= Hybridization in perennial plants =

Hybridization, when new offspring arise from crosses between individuals of the same or different species, results in the assemblage of diverse genetic material and can act as a stimulus for evolution. Hybrid species are often more vigorous than and often do not evenly blend the phenotypes of their parents. There are primarily two different forms of hybridization: natural hybridization in an uncontrolled environment, whereas artificial hybridization (or breeding) occurs primarily for agricultural purposes.

== Types ==
There are mainly two types of hybridization: interspecific and intraspecific. Interspecific hybridization is the mating process between two different species. Intraspecific hybridization is the mating process within the species, often between genetically distinct lineages. Hybridization sometimes results in introgression, which can occur in response to habitat disturbance that puts plant species into contact with each other. Introgression is gene transfer among taxa and is a result of hybridization, followed by repeated backcrossing with parental individuals. Introgressive hybridization occurs often in plants, and results in increased genetic variation, which can facilitate rapid response to climate change.

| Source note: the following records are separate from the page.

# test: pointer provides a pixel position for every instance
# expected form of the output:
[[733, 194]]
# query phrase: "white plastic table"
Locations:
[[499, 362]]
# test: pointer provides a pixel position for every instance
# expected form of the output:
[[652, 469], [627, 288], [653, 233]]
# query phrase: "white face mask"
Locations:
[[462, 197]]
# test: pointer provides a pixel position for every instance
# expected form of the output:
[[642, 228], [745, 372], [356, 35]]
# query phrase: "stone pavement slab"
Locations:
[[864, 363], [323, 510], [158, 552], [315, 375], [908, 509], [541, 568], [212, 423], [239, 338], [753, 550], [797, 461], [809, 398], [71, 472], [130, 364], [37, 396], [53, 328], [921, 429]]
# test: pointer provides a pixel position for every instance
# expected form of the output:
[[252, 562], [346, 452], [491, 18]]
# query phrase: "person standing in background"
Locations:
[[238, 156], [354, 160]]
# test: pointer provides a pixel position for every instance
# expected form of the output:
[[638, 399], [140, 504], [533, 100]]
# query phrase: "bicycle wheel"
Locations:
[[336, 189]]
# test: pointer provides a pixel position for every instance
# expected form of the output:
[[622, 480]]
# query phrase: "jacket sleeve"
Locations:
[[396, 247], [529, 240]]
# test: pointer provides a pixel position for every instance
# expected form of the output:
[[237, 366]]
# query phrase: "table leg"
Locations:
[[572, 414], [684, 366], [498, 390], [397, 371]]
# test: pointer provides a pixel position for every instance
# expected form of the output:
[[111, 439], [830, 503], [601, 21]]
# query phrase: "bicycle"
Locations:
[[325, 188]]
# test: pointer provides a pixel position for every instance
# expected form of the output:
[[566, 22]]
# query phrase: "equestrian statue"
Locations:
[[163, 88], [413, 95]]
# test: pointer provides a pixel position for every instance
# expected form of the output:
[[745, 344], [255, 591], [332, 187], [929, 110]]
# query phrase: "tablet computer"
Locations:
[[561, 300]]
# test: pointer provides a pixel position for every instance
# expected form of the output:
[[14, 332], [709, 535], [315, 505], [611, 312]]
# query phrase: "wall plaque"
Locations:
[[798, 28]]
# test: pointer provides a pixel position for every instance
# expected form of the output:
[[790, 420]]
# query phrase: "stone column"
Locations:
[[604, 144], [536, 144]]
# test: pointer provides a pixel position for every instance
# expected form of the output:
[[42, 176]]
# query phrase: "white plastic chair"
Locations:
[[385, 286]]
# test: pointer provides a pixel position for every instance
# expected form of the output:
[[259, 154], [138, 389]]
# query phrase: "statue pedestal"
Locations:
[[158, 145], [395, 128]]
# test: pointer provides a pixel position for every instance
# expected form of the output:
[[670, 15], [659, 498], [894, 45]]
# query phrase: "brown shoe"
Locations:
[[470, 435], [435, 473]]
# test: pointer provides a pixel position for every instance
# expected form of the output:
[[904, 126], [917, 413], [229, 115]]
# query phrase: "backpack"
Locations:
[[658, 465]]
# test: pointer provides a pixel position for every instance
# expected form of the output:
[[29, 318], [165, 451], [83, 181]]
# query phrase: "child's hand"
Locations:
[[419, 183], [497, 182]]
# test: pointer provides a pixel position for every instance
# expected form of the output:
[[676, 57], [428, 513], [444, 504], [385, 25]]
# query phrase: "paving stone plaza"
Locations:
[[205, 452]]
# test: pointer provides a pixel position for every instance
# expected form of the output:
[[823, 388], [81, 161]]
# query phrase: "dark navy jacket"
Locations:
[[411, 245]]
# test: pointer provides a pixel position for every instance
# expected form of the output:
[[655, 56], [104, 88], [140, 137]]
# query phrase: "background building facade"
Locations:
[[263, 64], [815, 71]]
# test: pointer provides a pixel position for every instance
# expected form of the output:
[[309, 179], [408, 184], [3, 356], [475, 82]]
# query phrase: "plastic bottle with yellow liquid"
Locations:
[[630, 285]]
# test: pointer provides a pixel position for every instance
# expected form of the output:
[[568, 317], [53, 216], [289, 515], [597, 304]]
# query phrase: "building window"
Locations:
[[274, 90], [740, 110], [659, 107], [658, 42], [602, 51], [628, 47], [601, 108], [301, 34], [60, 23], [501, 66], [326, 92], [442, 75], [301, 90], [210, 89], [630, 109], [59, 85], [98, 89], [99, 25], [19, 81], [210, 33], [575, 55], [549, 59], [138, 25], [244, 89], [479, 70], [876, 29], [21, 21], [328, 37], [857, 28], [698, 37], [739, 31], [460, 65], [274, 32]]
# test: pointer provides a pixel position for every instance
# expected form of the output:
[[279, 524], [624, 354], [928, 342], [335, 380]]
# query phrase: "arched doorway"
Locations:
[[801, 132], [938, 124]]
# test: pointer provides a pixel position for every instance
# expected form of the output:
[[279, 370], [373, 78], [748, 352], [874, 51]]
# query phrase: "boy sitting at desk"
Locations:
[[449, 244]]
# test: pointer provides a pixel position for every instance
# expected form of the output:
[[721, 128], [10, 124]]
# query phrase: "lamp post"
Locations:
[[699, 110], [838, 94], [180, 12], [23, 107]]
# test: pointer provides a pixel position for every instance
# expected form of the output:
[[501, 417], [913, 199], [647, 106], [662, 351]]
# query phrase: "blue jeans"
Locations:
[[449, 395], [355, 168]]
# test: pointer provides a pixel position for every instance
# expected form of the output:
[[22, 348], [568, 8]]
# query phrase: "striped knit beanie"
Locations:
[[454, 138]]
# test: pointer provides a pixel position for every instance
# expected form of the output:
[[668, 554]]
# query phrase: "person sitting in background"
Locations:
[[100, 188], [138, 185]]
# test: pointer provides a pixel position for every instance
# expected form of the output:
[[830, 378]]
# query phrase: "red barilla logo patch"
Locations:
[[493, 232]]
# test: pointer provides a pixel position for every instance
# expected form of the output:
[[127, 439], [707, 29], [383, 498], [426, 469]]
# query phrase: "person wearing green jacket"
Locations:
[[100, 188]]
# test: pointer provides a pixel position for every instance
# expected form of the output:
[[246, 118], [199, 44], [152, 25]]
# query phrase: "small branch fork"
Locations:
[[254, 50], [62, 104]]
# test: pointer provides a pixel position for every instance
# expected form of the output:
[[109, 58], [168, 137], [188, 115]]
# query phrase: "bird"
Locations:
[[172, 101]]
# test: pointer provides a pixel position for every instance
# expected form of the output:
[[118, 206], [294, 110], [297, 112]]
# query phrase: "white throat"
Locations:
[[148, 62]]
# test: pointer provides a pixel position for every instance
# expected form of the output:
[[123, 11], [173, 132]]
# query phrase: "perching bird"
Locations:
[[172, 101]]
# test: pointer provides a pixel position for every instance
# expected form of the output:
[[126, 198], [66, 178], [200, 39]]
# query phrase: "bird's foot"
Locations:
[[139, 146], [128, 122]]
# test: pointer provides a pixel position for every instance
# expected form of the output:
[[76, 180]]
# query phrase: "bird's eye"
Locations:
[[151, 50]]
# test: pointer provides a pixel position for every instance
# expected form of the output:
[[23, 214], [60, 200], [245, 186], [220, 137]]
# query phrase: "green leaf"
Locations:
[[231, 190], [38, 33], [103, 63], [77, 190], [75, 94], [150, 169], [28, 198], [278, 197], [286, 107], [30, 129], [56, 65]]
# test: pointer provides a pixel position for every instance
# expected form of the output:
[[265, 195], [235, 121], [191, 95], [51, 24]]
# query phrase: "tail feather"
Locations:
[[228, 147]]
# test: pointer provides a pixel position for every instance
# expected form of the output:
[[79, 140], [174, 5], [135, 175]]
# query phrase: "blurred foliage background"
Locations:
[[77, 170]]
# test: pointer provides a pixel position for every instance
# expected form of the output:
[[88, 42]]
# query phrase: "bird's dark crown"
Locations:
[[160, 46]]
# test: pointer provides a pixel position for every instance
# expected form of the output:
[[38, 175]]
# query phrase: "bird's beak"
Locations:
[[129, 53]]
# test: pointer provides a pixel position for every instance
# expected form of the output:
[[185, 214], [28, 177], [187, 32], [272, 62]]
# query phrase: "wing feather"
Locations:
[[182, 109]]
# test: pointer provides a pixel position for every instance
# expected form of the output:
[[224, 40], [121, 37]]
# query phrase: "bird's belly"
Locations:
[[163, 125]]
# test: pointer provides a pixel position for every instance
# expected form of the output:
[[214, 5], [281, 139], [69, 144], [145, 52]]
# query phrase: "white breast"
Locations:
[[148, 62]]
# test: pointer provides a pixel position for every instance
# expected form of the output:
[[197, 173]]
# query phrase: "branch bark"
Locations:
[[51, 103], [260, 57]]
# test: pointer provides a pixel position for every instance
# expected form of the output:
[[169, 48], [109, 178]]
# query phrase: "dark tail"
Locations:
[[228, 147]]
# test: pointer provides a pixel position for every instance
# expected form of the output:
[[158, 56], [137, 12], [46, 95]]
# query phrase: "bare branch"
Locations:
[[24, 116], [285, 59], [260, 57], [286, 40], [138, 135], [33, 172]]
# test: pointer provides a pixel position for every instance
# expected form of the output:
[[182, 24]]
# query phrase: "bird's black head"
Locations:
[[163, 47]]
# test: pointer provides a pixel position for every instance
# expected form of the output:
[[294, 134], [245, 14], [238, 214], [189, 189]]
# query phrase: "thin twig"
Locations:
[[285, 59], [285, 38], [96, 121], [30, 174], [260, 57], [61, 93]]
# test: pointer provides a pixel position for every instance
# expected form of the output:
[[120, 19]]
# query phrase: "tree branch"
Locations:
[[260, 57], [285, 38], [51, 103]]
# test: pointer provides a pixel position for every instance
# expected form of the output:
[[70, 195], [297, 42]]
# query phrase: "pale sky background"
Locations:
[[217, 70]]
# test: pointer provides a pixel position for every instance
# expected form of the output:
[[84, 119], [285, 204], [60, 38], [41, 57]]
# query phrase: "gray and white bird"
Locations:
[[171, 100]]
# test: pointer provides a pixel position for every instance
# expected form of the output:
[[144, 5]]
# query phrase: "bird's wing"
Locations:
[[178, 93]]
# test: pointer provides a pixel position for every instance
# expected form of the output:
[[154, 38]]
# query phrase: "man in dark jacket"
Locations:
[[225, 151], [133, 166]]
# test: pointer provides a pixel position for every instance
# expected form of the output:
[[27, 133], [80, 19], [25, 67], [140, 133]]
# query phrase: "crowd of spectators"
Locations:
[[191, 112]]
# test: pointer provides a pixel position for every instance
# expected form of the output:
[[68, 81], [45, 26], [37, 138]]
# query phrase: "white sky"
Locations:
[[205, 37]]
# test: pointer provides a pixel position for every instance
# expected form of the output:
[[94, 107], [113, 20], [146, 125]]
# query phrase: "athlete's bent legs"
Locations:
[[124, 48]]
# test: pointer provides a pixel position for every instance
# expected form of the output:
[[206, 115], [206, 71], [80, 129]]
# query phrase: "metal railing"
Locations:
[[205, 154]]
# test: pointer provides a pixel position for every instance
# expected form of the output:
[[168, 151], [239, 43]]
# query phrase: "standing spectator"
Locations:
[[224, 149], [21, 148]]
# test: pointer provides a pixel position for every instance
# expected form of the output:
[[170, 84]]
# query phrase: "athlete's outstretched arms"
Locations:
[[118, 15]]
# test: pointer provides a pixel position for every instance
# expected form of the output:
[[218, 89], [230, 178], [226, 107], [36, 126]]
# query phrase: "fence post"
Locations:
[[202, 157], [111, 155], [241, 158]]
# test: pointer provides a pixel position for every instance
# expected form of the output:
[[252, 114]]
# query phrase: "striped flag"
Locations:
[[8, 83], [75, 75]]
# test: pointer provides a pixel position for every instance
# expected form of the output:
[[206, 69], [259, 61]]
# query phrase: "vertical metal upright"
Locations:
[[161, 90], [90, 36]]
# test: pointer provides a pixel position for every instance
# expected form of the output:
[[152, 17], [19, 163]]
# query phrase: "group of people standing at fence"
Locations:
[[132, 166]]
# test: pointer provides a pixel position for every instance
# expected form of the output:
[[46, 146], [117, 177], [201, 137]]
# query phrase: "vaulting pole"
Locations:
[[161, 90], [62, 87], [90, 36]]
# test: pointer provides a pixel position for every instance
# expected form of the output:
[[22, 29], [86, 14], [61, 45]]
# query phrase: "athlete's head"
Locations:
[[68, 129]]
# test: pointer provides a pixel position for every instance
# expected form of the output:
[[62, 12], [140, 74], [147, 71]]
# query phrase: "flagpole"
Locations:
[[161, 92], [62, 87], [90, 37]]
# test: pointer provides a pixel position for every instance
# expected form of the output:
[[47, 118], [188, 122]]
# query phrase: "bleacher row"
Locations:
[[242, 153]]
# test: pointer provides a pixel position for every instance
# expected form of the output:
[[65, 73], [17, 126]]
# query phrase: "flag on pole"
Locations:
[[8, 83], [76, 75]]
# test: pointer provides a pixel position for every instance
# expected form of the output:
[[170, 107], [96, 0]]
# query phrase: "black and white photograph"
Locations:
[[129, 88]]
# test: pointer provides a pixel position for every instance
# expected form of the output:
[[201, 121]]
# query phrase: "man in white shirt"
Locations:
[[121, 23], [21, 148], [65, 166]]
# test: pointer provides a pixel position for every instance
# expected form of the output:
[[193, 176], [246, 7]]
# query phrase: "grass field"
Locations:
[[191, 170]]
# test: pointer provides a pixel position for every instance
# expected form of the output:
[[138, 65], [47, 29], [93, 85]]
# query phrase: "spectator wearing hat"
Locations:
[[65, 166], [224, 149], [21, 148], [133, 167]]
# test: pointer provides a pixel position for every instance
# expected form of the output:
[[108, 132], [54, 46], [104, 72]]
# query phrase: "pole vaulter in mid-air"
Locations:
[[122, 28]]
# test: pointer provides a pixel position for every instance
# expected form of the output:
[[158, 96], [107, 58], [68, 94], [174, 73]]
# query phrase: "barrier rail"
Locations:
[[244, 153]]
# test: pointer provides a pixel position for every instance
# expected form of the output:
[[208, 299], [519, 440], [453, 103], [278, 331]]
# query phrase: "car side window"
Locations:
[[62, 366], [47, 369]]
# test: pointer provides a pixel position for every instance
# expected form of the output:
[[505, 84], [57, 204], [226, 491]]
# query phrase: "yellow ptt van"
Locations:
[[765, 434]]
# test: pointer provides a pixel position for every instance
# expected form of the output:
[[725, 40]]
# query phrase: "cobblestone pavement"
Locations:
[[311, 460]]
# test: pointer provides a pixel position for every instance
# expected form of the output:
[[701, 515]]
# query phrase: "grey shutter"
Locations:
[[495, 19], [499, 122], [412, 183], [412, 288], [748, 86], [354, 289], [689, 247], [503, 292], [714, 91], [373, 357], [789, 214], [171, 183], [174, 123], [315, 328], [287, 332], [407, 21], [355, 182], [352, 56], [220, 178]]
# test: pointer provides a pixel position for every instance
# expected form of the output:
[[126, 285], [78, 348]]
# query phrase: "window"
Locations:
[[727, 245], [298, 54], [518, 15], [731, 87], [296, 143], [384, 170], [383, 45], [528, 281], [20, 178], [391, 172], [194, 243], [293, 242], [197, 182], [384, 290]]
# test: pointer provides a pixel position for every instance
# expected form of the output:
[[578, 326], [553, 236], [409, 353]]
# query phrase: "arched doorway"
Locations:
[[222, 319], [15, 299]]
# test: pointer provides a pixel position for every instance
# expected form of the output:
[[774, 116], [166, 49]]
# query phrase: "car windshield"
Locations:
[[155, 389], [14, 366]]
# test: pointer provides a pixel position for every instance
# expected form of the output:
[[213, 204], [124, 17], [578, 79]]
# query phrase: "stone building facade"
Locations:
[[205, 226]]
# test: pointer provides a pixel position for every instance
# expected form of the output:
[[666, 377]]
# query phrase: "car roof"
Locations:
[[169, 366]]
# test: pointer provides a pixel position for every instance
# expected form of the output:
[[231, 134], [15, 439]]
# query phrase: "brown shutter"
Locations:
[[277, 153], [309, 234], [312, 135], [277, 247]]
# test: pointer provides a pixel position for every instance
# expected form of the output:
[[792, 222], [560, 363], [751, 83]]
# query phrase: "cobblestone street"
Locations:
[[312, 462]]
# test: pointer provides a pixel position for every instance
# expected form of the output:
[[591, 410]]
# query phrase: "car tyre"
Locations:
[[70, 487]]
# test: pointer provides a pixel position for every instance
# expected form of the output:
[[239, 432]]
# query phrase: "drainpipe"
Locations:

== Hybridization in perennial plant systems ==
Hybridization is considered to be an evolutionary catalyst capable of generating novel genotypes or phenotypes in a single generation. It can also happen with morphologically dissimilar but closely related species (Example: Helianthus giganteus, the giant sunflower).

In plants, hybridization mostly generates speciation events, and commonly produces polyploid species. Factors like polyploidy events also plays significant factors for understanding the hybridization events (Example: an F1 hybrid of Jatropha curcas x Ricinus communis), because these polyploids tend to have an advantage for the early stages of adaptation due to their expanded genomes. As a result, hybridization can be a powerful driver for improving agricultural crops, but can also facilitate unwanted species invasions (e.g., annual sunflower).

While hybridization in perennial plants can occur naturally, for example as the result of cross breeding with wild type relatives near agricultural fields, intentional hybridization in perennial crops has also been of recent interest in agriculture. While Hybridization and breeding methods have produced successful crop species, declining yield is a major challenge. Thus, further research is needed for leveraging hybridization in perennial crop systems to produce sustainable and high yielding crops. Some methods that are currently being explored include applying modern genotyping, phenotyping, and speed breeding techniques. When crosses in the laboratory are difficult, researchers can study hybrid zones that arise naturally in the field.

For efforts to leverage hybridization to improve perennial crops to be successful, there need to be continued efforts toward building a broad collection of crop wild relatives, genomic sequencing of related species, creating and phenotyping desired hybrid populations, and developing a network for genotype and phenotype associations and locate phenotype into crop breeding pipelines. Hybridization among perennials is also of interest because they may hybridize naturally or artificially with annual crops. For one of the most dietarily and economically significant examples, Dewey 1984 finds that a perennial Agropyron has hybridized with hexaploid wheat. Dewey finds an ancient hybridization event contributed significantly to the modern hexaploid multi-genome and as with all other currently grown Triticeae crops, wheat is an annual.